Some people think that all you have to do is feed in the design data and print out the part, like printing a Word document in the office. But this isn’t the case. To get a good result, you need decent data preparation. In addition, you can make parts with 3D printing that would be impossible to produce otherwise. If you want to exploit the full potential of additive production, you need to know a lot about engineering.
Who exactly are you offering your services to?
While it’s true that Solidteq continues to produce prototypes for Rheinmetall Automotive, we also operate in the market as an independent service provider, primarily for medium-sized mechanical and plant engineering companies. We supply customers in practically every sector, with two exceptions: on account of the special certification rules, we don’t work for the aviation industry or for the medical technology sector.
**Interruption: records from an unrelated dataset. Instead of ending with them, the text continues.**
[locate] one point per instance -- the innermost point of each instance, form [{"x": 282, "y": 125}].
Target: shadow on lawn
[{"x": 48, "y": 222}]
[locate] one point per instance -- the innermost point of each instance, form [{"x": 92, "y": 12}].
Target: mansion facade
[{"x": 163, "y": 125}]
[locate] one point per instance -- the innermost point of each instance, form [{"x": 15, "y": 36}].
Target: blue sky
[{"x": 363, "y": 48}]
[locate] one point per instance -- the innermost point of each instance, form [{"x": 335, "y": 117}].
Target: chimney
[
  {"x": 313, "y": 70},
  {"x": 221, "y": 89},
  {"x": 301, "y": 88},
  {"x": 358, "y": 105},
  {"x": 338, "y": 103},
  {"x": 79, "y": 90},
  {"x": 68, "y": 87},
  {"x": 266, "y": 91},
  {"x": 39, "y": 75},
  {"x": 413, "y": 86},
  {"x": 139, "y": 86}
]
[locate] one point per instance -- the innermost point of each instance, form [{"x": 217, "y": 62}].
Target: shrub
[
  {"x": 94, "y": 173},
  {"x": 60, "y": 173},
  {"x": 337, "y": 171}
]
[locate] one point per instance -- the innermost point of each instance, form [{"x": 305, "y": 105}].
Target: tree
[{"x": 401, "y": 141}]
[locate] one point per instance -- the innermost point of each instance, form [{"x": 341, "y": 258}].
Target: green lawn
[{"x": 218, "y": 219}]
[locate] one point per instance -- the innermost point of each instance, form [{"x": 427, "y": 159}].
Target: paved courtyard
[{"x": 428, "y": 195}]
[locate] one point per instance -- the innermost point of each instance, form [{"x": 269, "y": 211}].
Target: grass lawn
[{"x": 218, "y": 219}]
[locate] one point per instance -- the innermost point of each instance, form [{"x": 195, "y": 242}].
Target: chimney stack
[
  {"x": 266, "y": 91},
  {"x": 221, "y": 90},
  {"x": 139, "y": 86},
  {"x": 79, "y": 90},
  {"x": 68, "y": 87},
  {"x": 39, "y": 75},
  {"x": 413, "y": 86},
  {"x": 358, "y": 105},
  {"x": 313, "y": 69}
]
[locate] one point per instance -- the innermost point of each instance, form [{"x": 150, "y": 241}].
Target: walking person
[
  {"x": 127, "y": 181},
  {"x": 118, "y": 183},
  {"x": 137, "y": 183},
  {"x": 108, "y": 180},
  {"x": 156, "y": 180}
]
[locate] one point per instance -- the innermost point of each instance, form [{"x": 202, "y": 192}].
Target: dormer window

We definitely get orders from China and Japan which we process here in Neuss. But they’re still the exception to the rule.
How does Rheinmetall benefit from its new subsidiary?
In the long term, we see our expertise in metallic 3D printing as a competitive advantage. In the defense industry in particular, production runs are often quite small. In addition, 3D printing enables lightweight designs that offer extreme dimensional stability. Thanks to this combination, we’re able to give our own design engineers new degrees of freedom.
With your hand on your heart, do you really believe that additive production techniques will ever supersede traditional casting methods? eines Tages klassische Gussverfahren ersetzen können?
When it comes to producing prototypes, this is already the case. But as far as large-scale production runs are concerned, additive techniques today aren’t even close to being competitive. The two will be existing side by side for a long time to come. But you should never say never when you’re talking about technology. Twenty years ago, who would have thought that we’d all be running around with smartphones in our pockets.